This post is part of a series by the Kinder Institute for Urban Research addressing the findings of the 2021 State of Housing in Harris County and Houston report. Explore other posts in this series.
Overall, while the percentage of homes in the 500-year flood plain dropped, the total number of housing units increased slightly. This is concerning, as it runs counter to the county’s own voluntary residential buyout program, which enables homeowners to move to less flood-prone areas so that their previous homes can be torn down and the land can be returned to the flood plain.
More Houstonians living in the flood plains means that more people are in harm’s way. Homes in the 100-year flood plain have a 1% chance of flooding in a given year while those in the 500-year flood plain have a 0.2% chance. To put it another way, according to the Harris County Flood Control District, if a home is in a 100-year flood plain, then it has at least a 26% chance of flooding in the span of 30 years, which is the typical time period for a home mortgage.
The threat of flooding goes beyond potential property damage, which could also strain the local tax base. It includes the likelihood of wiping out intergenerational wealth that lower-income families have built up, particularly in Black and Hispanic communities. Our estimates find that roughly 25% of the city’s total residential property value and 20% of the county’s value are located in the floodway or the 100- and 500-year flood plains.
In Harris County, the number of homes in the 100-year flood plain and floodway increased by 10% in 2019. Despite this, many Harris County properties still do not have flood insurance. For those who do have flood insurance policies, our findings show that they cover only about 25% of housing units in the flood plains countywide. The flood control district recommends that homeowners buy flood insurance, which can be purchased through local insurance agents, even if they are not required by their mortgage lender. Renters can also take advantage of flood insurance, which protects against loss of personal property such as furniture, clothing and other belongings, while rental property owners are responsible for insuring the physical structure.
At the same time, the Federal Emergency Management Agency is changing the way it calculates flood risk for its federal flood insurance policies under the National Flood Insurance Program. The program overhaul, called Risk Rating 2.0, applies to new policies starting this Oct. 1. It aims to reassess the flood risk of properties that it insures by accounting for a house’s actual flood risk and the potential cost of replacing it. Additionally, FEMA says that the new program adjustments could create a more equitable system for flood insurance rates. For instance, it could charge people in low-income communities less than those in affluent areas who have homes that are more expensive to repair or replace after a disaster.

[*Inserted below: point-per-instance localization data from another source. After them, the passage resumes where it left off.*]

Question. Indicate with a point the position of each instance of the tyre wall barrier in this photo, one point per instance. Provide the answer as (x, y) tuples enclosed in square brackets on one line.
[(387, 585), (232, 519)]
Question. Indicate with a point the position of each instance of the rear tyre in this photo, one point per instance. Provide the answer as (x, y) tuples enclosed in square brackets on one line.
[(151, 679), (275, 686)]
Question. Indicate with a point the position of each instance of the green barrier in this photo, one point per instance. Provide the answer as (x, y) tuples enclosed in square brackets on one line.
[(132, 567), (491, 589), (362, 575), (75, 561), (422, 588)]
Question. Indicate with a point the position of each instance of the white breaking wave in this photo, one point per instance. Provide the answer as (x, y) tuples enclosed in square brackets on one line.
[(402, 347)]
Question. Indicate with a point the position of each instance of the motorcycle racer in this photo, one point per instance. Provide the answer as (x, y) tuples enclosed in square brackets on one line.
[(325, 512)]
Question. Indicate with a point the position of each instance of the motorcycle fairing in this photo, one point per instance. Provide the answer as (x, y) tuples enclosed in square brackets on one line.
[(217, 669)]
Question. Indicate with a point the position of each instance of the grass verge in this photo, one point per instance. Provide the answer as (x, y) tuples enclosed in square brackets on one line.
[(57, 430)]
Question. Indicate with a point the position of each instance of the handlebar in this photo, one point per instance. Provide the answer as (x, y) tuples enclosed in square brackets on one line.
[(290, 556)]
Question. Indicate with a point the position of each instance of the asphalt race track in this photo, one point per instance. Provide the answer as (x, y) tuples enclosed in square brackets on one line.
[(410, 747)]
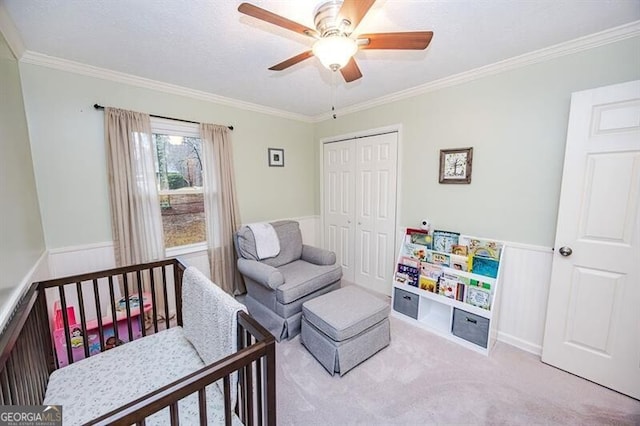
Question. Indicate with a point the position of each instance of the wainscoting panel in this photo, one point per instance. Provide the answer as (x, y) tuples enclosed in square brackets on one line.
[(523, 296), (81, 259), (10, 297), (524, 285)]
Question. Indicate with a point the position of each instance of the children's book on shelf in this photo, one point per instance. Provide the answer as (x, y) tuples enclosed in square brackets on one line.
[(407, 275), (410, 261), (420, 236), (458, 262), (444, 241), (480, 247), (428, 284), (448, 286), (460, 292), (481, 284), (484, 266), (460, 250), (440, 259), (478, 297), (415, 250)]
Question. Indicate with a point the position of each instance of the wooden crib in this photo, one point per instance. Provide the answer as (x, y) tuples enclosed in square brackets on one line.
[(28, 355)]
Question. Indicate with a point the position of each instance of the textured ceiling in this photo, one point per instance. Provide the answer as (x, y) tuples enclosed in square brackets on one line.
[(209, 46)]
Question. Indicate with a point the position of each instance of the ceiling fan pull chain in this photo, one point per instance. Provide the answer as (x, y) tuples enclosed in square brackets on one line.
[(333, 95)]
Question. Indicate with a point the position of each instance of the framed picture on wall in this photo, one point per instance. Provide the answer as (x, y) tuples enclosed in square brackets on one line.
[(455, 165), (276, 157)]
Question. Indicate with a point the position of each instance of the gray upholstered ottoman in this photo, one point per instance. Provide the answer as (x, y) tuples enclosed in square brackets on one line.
[(344, 328)]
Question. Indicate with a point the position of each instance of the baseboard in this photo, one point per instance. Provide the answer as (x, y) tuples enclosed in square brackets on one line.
[(520, 343), (38, 271)]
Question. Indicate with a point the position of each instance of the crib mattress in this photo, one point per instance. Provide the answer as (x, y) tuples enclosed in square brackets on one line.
[(104, 382)]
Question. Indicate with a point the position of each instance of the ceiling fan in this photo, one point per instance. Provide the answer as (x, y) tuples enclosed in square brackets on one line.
[(336, 43)]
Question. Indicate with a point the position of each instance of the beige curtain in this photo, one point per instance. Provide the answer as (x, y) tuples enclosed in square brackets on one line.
[(135, 208), (221, 207)]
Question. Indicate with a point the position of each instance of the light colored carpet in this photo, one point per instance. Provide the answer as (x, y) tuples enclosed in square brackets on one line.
[(423, 379)]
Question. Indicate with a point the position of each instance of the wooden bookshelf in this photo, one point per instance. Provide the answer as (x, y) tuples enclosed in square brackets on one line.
[(462, 317)]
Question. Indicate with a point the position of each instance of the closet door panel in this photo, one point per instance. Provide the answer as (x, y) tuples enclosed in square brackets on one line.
[(376, 158), (339, 203)]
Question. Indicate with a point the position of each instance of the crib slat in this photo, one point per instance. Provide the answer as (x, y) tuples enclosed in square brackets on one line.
[(65, 320), (127, 306), (202, 406), (29, 348), (96, 298), (166, 299), (83, 319), (6, 392), (259, 386), (38, 361), (3, 400), (141, 304), (227, 400), (173, 411), (249, 384), (177, 279), (154, 302), (114, 317), (14, 388), (20, 379)]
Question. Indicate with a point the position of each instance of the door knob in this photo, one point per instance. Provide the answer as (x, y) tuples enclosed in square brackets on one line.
[(565, 251)]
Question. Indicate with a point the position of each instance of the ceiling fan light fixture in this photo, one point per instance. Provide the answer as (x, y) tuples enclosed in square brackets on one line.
[(335, 51)]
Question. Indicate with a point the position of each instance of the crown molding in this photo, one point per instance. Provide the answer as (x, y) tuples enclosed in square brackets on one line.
[(10, 33), (612, 35), (591, 41), (40, 59)]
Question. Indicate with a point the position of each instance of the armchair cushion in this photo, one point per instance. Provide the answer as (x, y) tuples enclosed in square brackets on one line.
[(261, 273), (317, 255), (302, 278), (288, 232)]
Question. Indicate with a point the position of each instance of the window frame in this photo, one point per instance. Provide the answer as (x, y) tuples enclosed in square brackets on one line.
[(179, 128)]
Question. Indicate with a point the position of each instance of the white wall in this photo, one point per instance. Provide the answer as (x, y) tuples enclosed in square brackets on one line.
[(515, 121), (21, 236), (67, 139)]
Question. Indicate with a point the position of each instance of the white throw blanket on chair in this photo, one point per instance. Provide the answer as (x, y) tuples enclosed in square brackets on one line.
[(267, 241), (210, 320)]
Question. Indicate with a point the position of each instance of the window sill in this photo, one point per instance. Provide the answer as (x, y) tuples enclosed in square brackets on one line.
[(185, 250)]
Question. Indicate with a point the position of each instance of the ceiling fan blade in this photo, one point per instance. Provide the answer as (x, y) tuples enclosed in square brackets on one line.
[(292, 61), (354, 11), (414, 40), (272, 18), (351, 72)]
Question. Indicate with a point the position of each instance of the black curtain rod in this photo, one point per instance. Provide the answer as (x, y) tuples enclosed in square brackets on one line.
[(96, 106)]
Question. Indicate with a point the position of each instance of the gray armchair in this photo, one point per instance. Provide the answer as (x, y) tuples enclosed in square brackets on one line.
[(278, 286)]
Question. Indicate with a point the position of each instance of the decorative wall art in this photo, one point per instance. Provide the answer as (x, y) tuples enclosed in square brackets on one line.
[(455, 165), (276, 157)]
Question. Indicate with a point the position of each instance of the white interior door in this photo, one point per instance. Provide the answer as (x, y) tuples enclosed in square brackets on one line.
[(593, 315), (339, 203), (376, 164)]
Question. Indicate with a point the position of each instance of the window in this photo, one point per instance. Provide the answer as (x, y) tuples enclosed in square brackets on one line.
[(178, 160)]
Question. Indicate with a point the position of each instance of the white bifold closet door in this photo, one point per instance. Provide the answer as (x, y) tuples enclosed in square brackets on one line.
[(359, 181)]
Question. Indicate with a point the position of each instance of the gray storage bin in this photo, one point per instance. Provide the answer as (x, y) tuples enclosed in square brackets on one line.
[(406, 303), (470, 327)]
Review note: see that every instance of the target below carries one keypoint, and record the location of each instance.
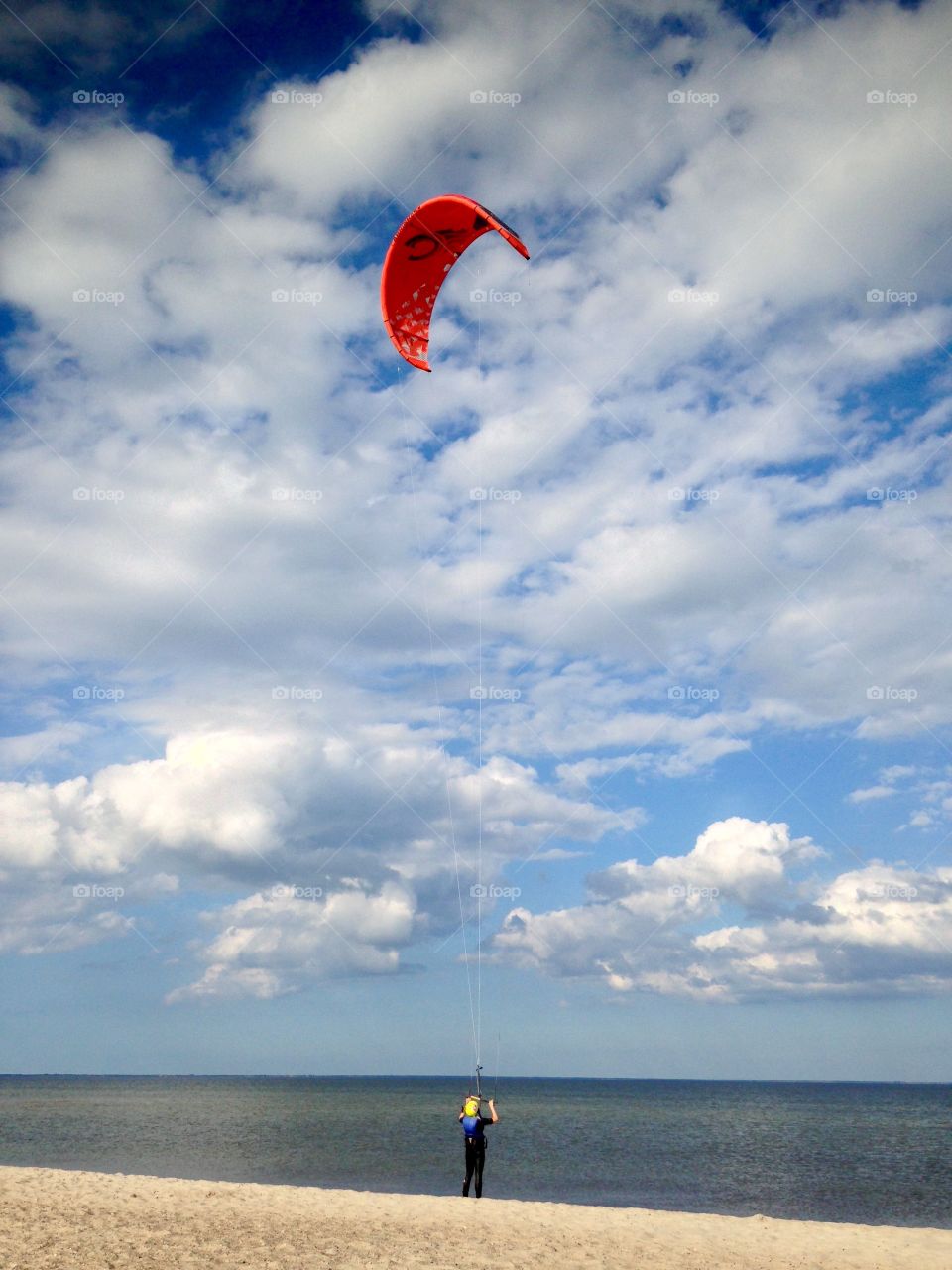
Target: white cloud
(694, 480)
(880, 929)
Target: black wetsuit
(475, 1156)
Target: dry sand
(58, 1219)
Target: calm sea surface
(874, 1153)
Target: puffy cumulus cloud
(248, 802)
(673, 462)
(294, 935)
(382, 832)
(875, 930)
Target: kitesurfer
(474, 1123)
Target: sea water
(871, 1153)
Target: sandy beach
(58, 1219)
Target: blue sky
(254, 816)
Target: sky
(581, 707)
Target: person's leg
(470, 1166)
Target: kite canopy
(422, 252)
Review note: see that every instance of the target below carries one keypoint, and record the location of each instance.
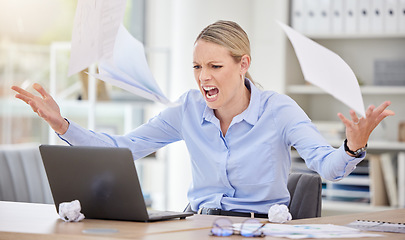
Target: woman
(238, 137)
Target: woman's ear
(244, 64)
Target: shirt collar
(251, 113)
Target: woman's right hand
(45, 106)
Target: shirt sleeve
(159, 131)
(299, 132)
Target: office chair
(305, 195)
(22, 175)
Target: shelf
(367, 90)
(352, 180)
(352, 206)
(356, 36)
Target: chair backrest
(306, 195)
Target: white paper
(326, 70)
(129, 69)
(95, 27)
(301, 231)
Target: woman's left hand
(358, 130)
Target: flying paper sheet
(129, 69)
(95, 27)
(326, 70)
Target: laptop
(104, 180)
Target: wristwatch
(356, 153)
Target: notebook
(378, 226)
(104, 180)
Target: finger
(40, 89)
(354, 117)
(22, 91)
(370, 110)
(382, 107)
(23, 98)
(33, 106)
(385, 114)
(345, 121)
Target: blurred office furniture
(22, 175)
(373, 45)
(306, 195)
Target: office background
(34, 46)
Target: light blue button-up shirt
(245, 170)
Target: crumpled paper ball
(70, 211)
(279, 213)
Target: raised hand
(45, 106)
(358, 130)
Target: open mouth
(210, 92)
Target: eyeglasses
(223, 227)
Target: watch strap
(356, 153)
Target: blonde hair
(229, 35)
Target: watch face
(401, 135)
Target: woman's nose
(204, 75)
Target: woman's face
(217, 74)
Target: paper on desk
(301, 231)
(129, 69)
(95, 28)
(327, 70)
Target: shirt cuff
(350, 163)
(63, 136)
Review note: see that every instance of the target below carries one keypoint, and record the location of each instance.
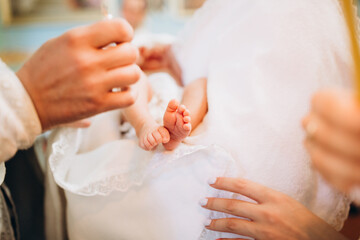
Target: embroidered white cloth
(263, 60)
(19, 123)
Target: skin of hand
(334, 138)
(273, 216)
(160, 58)
(71, 77)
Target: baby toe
(181, 109)
(173, 105)
(186, 113)
(157, 136)
(146, 145)
(187, 127)
(164, 134)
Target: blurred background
(26, 24)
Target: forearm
(195, 99)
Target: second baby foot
(152, 135)
(178, 122)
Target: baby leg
(177, 122)
(150, 133)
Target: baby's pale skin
(177, 119)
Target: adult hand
(333, 140)
(274, 216)
(71, 77)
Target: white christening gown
(263, 60)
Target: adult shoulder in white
(19, 123)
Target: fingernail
(203, 202)
(207, 222)
(212, 181)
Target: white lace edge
(62, 139)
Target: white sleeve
(19, 123)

What does this mean for our area in the Risk Rating 2.0 program’s first year? Houston Public Media recently reported on new FEMA data showing that, in Harris County, 12% of insurance policyholders could see their premiums drop by up to $100 or more per month. This is compared to 89% of insurance policyholders who could see their premiums increase by as much as $60 per month.
For the first time since 2001, Harris County is in the process of redrawing its flood plain maps. It is likely that the new 100-year flood plain boundary will expand to include the former 500-year flood plain. This means that 25% of county homeowners will likely find themselves in the growing—and more vulnerable—100-year flood plain instead of the 500-year flood plain, which could equal a five-fold increase in flood risk. It is now more important than ever for county and city officials to communicate to homeowners the importance of purchasing federal flood insurance before a disaster strikes.